In der folgenden Beschreibung wird die Erfindung anhand
eines Ausführungsbeispieles erläutert, das sich auf ein
Kraftstoffversorgungssystem in einer Brennkraftmaschine
bezieht. Generell läßt sich die Erfindung jedoch für jedes
Ansteuerverfahren für eine Pumpe mit Hilfe eines
Mikroprozessors oder einer Steuereinrichtung ausdehnen,
unter der Voraussetzung, daß der Mikroprozessor die
Ansteuerung der Pumpe zur Förderung einer Flüssigkeitsmenge
derart durchführt, daß bei der Ansteuerung das zu förderte
Volumen berücksichtigt wird und die Ansteuerung
volumenabhängig erfolgt.
In Fig. 1 sind die zur Erläuterung des in Fig. 2
ablaufenden Verfahrens zur Ansteuerung einer Kraftstoffpumpe
benötigten Bestandteile eines Kraftstoffversorgungssystems
einer Brennkraftmaschine schematisch dargestellt. Dabei ist
mit 10 die Steuereinrichtung, also beispielsweise das
Steuergerät eines Kraftfahrzeuges bezeichnet. Dieses
Steuergerät 10 umfaßt wenigstens einen Mikroprozessor, der
die Ansteuersignale für die Kraftstoffpumpe 11 abgibt. Die
Kraftstoffpumpe 11 ist dabei eine Elektrokraftstoffpumpe und
die Ansteuerung der Elektrokraftstoffpumpe erfolgt mit Hilfe
des Elektrokraftstoffpumpenrelais 12 dessen einer Anschluß
mit der Batteriespannungsklemme B+ verbunden ist. Bei
geschlossenem Strompfad des Elektrokraftstoffpumpenrelais 12
liegt die Batteriespannung UB+ am Spannungsanschluß der
Elektrokraftstoffpumpe. Das Kraftstoffversorgungssystem 19
ist nur schematisch dargestellt.
Der Steuereinrichtung 10 werden die von Sensoren oder
sonstigen Meßmitteln 13 bis 18 gelieferten Informationen
zugeführt. Als Sensoren bzw. Meßmittel, die aber nicht
unbedingt alle vorhanden sein müssen, sind angegeben: ein
Drosselklappensensor 13, der den Winkel der Drosselklappe
als αDK mißt, ein Drehzahlsensor 14, der die Drehzahl n
ermittelt, ein Motortemperatursensor 17 sowie ein
Ausgangslufttemperatur 18 und ein beliebiger weiterer Sensor
15 sowie ein Spannungsmesser 16, der die Spannung an der
Klemme Kl. 15 mißt und damit erkennt, ob der Zündschalter Z
offen oder geschlossen ist.
Die von den Sensoren bzw. dem Spannungsmesser ermittelten
Daten werden der Steuereinrichtung 10 zugeführt und in
dieser zur Steuerung bzw. Regelung der Brennkraftmaschine,
beispielsweise der Zündung und/oder Einspritzung
ausgewertet. Ansteuersignale werden über den Ausgang A
abgegeben.
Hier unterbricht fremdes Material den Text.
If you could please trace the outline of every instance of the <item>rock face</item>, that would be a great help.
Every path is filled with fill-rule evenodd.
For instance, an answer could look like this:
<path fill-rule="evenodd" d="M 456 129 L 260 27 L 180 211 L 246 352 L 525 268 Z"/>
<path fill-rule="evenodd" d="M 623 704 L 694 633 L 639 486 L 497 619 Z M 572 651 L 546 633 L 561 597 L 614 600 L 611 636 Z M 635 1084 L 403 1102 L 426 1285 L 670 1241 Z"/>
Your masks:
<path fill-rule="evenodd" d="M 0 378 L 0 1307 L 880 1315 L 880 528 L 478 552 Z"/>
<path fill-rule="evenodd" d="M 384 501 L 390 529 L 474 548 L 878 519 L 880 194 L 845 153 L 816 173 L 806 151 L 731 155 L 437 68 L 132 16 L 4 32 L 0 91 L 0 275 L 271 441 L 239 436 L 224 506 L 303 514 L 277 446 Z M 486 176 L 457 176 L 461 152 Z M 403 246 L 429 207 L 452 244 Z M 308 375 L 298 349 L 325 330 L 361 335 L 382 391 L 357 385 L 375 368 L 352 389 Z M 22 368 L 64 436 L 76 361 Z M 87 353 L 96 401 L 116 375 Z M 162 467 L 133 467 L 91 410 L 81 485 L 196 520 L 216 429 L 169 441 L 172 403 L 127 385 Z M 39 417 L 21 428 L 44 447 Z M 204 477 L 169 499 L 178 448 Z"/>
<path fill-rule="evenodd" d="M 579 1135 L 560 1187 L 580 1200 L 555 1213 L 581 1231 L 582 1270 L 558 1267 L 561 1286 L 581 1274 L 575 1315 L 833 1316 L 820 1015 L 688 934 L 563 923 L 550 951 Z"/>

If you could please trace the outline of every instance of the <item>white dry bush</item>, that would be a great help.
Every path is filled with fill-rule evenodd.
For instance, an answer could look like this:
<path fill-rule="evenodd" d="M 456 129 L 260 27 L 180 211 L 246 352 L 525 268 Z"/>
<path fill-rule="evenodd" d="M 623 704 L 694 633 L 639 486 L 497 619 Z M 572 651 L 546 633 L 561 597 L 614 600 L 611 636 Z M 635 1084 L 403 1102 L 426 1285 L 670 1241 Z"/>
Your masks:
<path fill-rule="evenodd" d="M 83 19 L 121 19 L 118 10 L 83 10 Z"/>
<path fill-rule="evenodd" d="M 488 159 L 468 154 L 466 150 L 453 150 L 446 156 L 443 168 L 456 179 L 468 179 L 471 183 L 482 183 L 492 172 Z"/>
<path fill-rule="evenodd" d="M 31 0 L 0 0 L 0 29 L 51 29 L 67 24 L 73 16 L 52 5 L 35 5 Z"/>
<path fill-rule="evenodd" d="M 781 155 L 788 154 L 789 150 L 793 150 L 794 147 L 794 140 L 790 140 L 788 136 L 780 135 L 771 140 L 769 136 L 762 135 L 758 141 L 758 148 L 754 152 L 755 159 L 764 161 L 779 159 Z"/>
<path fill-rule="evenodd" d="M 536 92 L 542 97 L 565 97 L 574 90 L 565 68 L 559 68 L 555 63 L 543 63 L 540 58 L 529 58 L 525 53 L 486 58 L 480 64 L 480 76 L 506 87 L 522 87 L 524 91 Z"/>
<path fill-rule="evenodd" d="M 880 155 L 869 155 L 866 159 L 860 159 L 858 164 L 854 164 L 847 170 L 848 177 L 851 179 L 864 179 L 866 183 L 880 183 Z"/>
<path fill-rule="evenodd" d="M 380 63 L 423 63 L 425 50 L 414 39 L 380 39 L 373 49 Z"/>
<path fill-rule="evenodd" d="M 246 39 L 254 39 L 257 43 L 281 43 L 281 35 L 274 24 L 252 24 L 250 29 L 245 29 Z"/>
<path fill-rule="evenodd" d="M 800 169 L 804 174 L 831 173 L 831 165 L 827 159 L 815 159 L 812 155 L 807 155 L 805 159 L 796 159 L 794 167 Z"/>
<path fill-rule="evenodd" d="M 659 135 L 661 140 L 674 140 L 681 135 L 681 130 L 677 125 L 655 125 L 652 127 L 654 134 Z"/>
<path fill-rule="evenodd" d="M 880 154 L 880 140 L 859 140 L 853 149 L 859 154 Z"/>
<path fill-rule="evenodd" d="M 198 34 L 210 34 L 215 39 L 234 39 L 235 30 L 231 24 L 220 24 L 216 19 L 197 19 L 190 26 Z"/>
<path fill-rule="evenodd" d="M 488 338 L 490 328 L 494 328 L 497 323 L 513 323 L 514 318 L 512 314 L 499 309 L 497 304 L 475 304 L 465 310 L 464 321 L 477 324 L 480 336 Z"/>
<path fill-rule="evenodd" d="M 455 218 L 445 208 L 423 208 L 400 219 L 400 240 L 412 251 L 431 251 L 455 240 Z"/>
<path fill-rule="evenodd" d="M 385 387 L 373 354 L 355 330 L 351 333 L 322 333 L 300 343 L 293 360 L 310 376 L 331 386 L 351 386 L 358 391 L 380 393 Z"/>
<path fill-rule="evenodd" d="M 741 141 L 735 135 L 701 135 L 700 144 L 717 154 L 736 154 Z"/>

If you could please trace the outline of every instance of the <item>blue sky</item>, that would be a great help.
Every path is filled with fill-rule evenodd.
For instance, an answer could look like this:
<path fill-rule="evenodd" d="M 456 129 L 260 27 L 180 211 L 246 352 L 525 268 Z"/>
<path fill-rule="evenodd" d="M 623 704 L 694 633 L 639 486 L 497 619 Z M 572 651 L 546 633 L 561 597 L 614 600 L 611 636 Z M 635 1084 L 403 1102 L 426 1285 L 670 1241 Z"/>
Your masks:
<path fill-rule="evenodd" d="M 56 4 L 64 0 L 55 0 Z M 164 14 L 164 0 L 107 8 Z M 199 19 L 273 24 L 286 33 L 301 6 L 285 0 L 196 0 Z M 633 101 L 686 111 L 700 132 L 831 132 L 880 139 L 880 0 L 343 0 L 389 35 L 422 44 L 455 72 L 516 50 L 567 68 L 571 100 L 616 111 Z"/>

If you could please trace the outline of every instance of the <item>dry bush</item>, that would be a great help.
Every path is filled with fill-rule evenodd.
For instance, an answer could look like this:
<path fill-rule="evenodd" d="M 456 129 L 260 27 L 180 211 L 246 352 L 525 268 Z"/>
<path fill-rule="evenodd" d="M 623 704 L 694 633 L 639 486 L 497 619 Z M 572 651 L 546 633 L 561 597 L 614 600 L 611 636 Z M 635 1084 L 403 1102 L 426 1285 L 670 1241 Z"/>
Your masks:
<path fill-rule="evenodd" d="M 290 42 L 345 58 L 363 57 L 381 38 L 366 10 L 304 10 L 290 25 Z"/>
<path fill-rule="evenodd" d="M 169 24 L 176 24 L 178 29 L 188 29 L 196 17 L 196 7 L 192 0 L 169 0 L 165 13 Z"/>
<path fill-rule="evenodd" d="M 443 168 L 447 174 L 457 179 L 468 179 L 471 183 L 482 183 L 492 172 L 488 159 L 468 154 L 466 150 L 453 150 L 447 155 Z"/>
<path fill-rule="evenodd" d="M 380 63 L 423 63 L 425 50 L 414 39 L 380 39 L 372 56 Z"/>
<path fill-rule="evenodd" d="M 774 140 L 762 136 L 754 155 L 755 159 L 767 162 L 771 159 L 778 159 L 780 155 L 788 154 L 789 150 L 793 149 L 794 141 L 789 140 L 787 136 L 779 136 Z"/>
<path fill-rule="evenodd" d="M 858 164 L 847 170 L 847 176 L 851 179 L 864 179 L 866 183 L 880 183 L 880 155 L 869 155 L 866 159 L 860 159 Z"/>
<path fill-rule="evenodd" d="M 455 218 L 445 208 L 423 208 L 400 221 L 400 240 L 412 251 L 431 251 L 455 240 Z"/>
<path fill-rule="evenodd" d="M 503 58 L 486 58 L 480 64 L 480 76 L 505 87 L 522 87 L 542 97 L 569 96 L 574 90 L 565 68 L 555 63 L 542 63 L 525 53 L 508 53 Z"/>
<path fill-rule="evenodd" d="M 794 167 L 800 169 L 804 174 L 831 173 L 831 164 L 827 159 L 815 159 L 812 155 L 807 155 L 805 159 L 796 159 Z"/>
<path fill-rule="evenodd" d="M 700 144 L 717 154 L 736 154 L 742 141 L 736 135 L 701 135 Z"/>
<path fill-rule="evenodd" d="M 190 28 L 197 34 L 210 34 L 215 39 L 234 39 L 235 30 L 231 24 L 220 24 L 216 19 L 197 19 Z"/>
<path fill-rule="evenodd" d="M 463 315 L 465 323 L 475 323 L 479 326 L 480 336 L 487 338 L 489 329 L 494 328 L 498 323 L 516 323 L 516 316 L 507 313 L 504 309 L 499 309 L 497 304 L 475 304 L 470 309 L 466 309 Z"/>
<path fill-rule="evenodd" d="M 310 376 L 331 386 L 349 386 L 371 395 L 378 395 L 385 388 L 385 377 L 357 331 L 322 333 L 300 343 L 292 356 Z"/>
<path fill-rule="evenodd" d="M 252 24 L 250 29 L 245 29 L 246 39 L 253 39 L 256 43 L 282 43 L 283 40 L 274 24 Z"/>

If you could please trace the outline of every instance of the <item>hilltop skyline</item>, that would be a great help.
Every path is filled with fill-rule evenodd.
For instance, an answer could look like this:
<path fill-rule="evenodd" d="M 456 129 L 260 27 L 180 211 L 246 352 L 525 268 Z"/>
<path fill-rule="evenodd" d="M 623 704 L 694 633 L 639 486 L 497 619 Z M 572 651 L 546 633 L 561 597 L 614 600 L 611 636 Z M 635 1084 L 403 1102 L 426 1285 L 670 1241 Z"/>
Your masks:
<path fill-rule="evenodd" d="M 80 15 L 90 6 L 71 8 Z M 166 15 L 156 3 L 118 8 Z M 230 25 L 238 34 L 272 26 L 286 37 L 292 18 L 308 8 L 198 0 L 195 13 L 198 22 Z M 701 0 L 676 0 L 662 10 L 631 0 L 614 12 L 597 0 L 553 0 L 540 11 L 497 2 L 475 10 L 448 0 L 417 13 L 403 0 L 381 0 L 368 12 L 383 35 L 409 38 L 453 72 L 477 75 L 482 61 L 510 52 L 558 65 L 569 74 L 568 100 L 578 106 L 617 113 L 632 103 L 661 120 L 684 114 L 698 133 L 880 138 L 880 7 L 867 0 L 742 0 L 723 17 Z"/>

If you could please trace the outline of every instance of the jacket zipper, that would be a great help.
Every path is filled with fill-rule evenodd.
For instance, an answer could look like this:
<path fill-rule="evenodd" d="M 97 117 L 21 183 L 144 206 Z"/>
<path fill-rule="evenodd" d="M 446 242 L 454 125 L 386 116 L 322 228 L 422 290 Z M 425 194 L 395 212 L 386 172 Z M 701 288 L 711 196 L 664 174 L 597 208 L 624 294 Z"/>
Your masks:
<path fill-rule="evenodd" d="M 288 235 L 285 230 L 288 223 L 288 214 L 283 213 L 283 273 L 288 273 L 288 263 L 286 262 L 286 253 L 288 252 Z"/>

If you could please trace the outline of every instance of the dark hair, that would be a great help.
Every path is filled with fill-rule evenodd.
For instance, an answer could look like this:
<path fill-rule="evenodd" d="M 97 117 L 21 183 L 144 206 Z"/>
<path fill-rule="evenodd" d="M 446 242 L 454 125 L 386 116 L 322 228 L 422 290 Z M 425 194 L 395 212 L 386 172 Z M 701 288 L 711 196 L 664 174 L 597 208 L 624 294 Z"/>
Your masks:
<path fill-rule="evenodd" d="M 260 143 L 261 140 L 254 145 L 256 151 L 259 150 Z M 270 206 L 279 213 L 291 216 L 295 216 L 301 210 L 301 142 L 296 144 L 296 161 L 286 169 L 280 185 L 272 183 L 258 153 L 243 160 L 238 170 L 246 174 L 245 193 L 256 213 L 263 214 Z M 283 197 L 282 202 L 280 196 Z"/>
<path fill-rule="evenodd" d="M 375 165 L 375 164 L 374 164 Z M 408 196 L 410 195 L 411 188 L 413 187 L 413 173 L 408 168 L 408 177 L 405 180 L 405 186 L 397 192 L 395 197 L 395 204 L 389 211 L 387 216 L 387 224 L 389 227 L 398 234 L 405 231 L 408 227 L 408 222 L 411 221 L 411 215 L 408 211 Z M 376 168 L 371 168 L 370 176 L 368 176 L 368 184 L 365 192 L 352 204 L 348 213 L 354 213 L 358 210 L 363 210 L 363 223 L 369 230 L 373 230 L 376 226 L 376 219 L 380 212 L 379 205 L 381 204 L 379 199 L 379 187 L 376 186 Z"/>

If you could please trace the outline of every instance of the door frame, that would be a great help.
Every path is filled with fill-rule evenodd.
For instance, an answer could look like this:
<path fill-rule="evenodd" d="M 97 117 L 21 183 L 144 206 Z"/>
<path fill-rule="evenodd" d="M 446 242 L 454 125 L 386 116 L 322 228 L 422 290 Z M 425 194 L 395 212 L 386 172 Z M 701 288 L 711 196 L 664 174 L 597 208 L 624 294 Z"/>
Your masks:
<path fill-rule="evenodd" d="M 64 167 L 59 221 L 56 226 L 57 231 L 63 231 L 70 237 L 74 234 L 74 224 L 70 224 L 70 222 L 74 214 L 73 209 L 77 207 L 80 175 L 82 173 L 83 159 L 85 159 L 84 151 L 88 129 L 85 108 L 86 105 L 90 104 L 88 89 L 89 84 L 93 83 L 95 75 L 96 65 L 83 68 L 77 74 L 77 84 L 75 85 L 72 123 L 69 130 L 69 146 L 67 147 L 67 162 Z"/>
Weiterhin liefert die Steuereinrichtung 10 an
einem Ausgang B in Abhängigkeit von zugeführten
Informationen bzw. erkannten Betriebsparametern
Ansteuersignale für das Elektrokraftstoffpumpenrelais 12,
das die Elektrokraftstoffpumpe 11 an die Spannung UB+ legt
oder von dieser trennt. In der Steuereinrichtung 10 bzw. dem
nicht dargestellten Mikroprozessor der Steuereinrichtung 10
laufen auch die erforderlichen Zeitmessungen ab, die bei der
Bildung der Ansteuersignale für die Elektrokraftstoffpumpe
benötigt werden.
Das erfindungsgemäße Verfahren zur Ansteuerung einer
Kraftstoffpumpe, insbesonders während des
Kraftstoffpumpenvorlaufs ist in Fig. 2 im einzelnen
dargestellt. Mit dem Kraftstoffpumpenvorlauf soll dabei
sichergestellt werden, daß rechtzeitig genügend Kraftstoff
für die Einspritzung zur Verfügung steht, unabhängig davon,
ob es sich um einen Erststart oder um einen weiteren Start
handelt.
Das erfindungsgemäße Verfahren beginnt mit Schritt S0. Im
Schritt S1 wird das Einschalten der Zündung, also die
Betätigung der Klemme Kl. 15 überprüft. "Zündung ein" kann
dabei beispielsweise durch Überprüfung des Türkontakts oder
eines anderen charakteristischen Ereignisses verifiziert
werden. Wenn im Schritt S1 erkannt wurde, daß die Zündung
nicht eingeschaltet ist, wird das Programm mit Schritt 2a
beendet. Wenn im Schritt S1 erkannt wurde, daß die Zündung
eingeschaltet ist, wird im Schritt S2 zunächst abgefragt, ob
die Kraftstoffpumpe aufgrund von Kriterien, die einen
Dauerbetrieb der Pumpe erfordern bereits läuft, ob also das
Kriterium B-Ekpd (Bedingung Elektrokraftstoffpumpe im
Dauerbetrieb) erfüllt ist. Ein solches Kriterium ist z. B.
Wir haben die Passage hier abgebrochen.